How to Make Your Email Stand Out from the Rest - Data Driven Strategies
The email marketing world divides into those who struggle to get their emails opened (let alone read) and those who create subscribers willing to put their boss off an extra 10 minutes in order to hungrily digest that next nugget of wisdom the moment it hits the inbox.
Getting your emails to stand out isn't the challenge you might think it is when you know these vital, data-driven strategies.
How to Get Your Emails Opened
Let’s start with the obvious point that no one will read your emails if you don't successfully entice them to click the all-important subject line.
Words to Avoid: Testing has discovered certain subject line words hurt open rates. These include words such as free, help, perfect and donate.
Less is More: Since 40% of emails are opened on mobile devices, it's good practice to keep your subject lines to 50 characters or less.
Get Negative: Negativity often gains attention. You might use a subject line such as “Why your visitors hate your website”. Of course, make sure you provide positive and constructive ways to fix the problem inside your email.
Get Your Emails Read After They’re Opened
Use Bucket Brigades: Copywriters use what's called “grease-slide” copy in sales letters. Bloggers use it to get folks to read their posts. You can use this technique in your emails to encourage readers to continue reading.
Questions are one example. Other phrases include “Picture this”, “Just imagine”, “I've been there” or “You freeze in your tracks”. These are also called Bucket Brigades.

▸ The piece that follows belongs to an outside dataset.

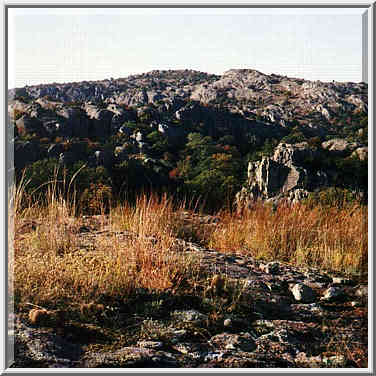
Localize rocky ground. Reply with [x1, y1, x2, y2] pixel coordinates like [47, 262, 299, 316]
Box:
[9, 216, 368, 368]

Use “Because”: A Helen Langer study found that people take action after hearing the word “because”. One effective email copy strategy is to state why your prospect should or shouldn’t do something and then immediately continue with, “because (the reason)”.
Use Humor: One marketing experiment saw an increase in sales when the final offer included “and I'll throw in a pet frog”. The lesson learned is that using a little humor helps readers feel compelled to not only read further, but to also take you up on your calls-to-action.